IGA JAK ISIA!
W sobotę w Adelajdzie wielki finał Świątek – Bencic. Polki trafiają na Szwajcarkę w najważniejszych meczach. Dwa razy o tytuł grała z nią Agnieszka Radwańska.
Cieszę się, że wszystko działa. W Adelajdzie czuję się dobrze od początku turnieju. Potrafię zachować koncentrację przez coraz dłuższe fragmenty spotkań, a to przy moim stylu bardzo ważne – podsumowała powrót mocy nasza tenisistka. Mistrzyni Rolanda Garrosa podobnie jak jesienią w Paryżu niszczy w ostatnich dniach kolejne rywalki i w czterech meczach na antypodach zgubiła zaledwie 18 gemów. Jeśli będzie grała tak, jak do tej pory, trudno sobie wyobrazić, by w finale powstrzymała ją Belinda Bencic. Czyli pierwsza wyżej klasyfikowana tenisistka, którą spotka w tym tygodniu na swej drodze. Zajmująca w rankingu 12. miejsce, a na antypodach rozstawiona z numerem 2.
Alpejski krajobraz
Droga do tytułu w Adelaide International (kategoria WTA 500, 68 tys. dol. dla zwyciężczyni) wiedzie przez Szwajcarię. Po znakomitym półfinale z Jil Teichmann 19-letnią Polkę o 8.30 w sobotę czeka pojedynek ze znacznie bardziej doświadczoną Belindą Bencic. Helweci zawsze „produkują” więcej tenisistów niż teoretycznie wynika to z ich potencjału demograficznego i klimatycznego. Biorąc pod uwagę, ile mieli już na kortach dużych nazwisk – obok Rogera Federera wspaniałe sukcesy odnosili też Stan
Wawrinka, Martina Hingis czy wcześniej złoty medalista olimpijski z Barcelony Marc Rosset – widać doskonale, ile znaczy na kortach siła franka i solidny system szkolenia. W takim ekosystemie łatwiej o poświęcenie również w przypadku napędzających karierę rodziców. A tata Belindy to człowiek, który potrafi jasno i ostro wyrazić swoje oczekiwania...
– Wiem, ile mu zawdzięczam. Wiem też, jak ciężko sama do tej pory pracowałam. Moja przygoda z rakietą to ciągłe wzloty i upadki, zresztą jak cały ostatni pobyt w Australii oraz półfinał z Gauff – analizowała swój status Belinda. O Idze wypowiadała się z respektem. – Jest młoda, ale unikatowa i ma wyjątkowe podejście do tej gry.

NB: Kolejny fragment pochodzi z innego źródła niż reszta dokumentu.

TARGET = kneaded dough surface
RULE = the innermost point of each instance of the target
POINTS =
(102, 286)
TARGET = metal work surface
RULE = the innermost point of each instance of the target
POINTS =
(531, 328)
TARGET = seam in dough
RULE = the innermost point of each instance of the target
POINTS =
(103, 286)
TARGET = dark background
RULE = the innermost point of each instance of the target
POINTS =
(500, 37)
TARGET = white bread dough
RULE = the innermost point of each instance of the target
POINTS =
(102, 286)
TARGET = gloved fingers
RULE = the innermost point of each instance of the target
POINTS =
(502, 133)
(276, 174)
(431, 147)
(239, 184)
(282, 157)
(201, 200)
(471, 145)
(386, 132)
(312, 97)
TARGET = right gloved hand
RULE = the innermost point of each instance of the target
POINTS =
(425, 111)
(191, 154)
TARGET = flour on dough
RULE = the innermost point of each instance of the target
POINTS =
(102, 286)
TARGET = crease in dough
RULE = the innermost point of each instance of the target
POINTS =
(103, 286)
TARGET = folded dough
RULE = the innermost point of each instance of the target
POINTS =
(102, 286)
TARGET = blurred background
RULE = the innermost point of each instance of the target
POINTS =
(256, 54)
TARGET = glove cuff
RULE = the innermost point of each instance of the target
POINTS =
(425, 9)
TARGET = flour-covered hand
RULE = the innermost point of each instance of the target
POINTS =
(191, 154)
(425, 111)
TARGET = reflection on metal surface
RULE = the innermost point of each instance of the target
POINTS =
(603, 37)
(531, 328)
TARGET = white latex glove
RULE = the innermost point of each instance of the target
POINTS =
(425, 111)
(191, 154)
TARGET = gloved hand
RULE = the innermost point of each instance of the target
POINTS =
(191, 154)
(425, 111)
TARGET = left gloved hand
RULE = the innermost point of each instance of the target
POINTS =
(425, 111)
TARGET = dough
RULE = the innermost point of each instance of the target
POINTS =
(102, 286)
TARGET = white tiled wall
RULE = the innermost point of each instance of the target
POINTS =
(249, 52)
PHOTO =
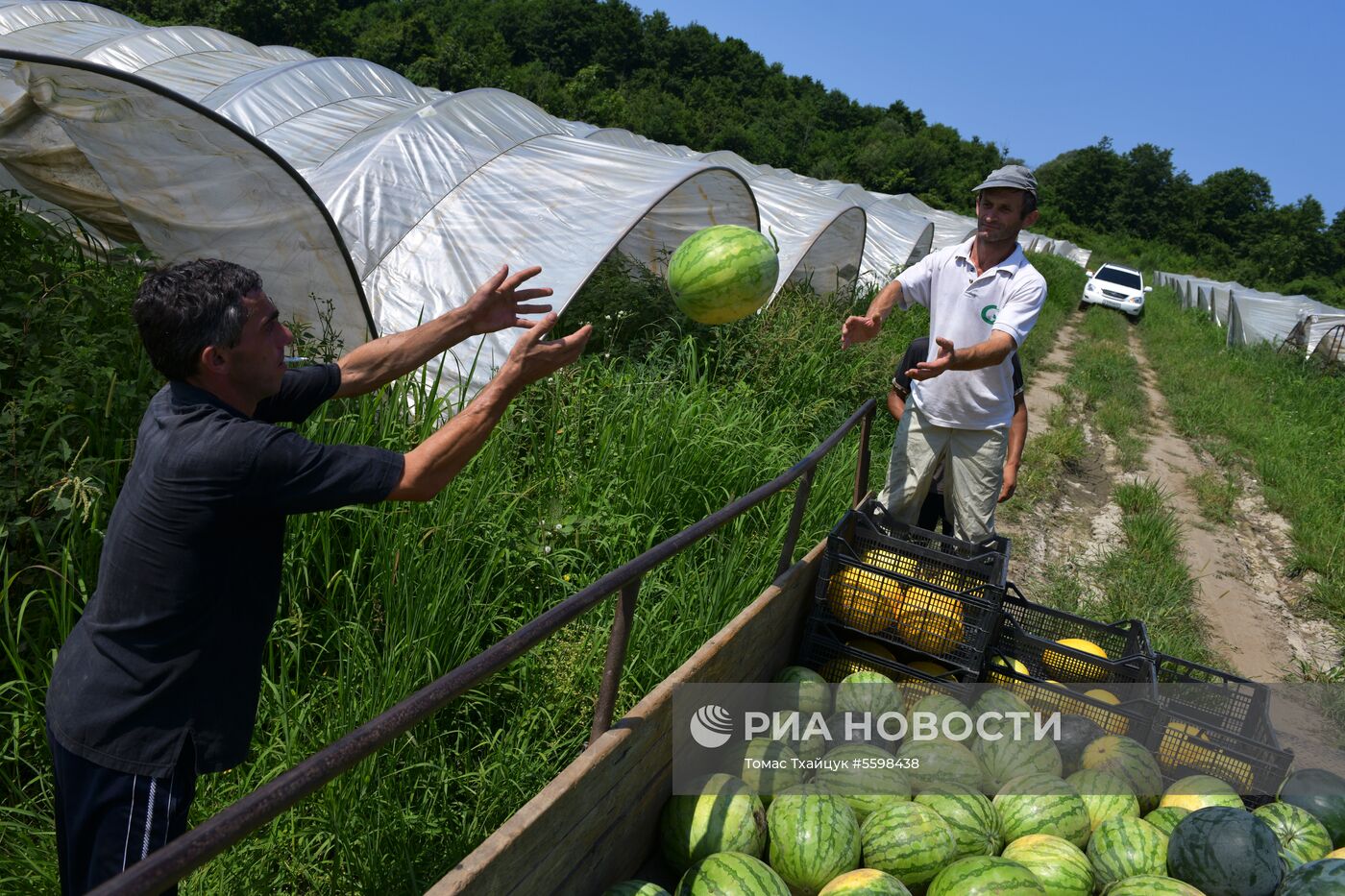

W tak wyrównanej stawce jak nasza lepiej jest mieć w zanadrzu coś innego niż wszystkie rywalki. A ona bez wątpienia uderzeniami się odróżnia. Kilka razy trenowałyśmy i wiem, czego się spodziewać. Mam nadzieję, że będę miała w sobotę dobry dzień
– oceniała sytuację Bencic. To będzie jej trzeci w karierze finał z Polką. W przeszłości dwukrotnie o tytuł rywalizowała z Agnieszką Radwańską. Pokonała ją na trawie w Eastbourne, później przegrała z nią na betonie w Tokio. Teraz na pewno nie będzie faworytką. Iga wszystkie atuty ma na swojej rakiecie. Jeśli zacznie trafiać, powinna zdominować ten mecz. – Myślę, że się rozwijam i stawiam w zależności od potrzeb na różne rozwiązania. Z roku na rok powinno przybywać mi dojrzałości i będzie łatwiej. Posiadam coraz więcej wiedzy, która przyda mi się w dalszej części kariery. Ten start jest dla mnie ważny przede wszystkim w kontekście rozwoju. Cieszę się, że odpowiednio zareagowałam po tym, jak byłam lekko rozczarowana po występie w Australian Open – opisywała ostatnie wydarzenia Świątek.
Lepsza łyżeczka niż chochla
Te dobre cechy widać także w jej sztabie. Iga w przeciwieństwie do niektórych swoich rywalek nie rzuca się na wszystkie turnieje. Woli rosnąć organicznie,
czasami jeść łyżeczką, a nie od razu chochlą. Razem z teamem podjęła decyzję, że wycofa się ze startu w Dosze. Bo trzeba się zregenerować. Ma zagrać dopiero w Dubaju. Na podobny manewr zdecydowała się Simona Halep, która wygrała z Polką w Australian Open. Ona już dawno wróciła do Bukaresztu, gdzie właśnie została zaszczepiona przeciwko koronawirusowi. Jako gwiazda miała nawet prawo wyboru szczepionki. Zdecydowała się na Pfizera.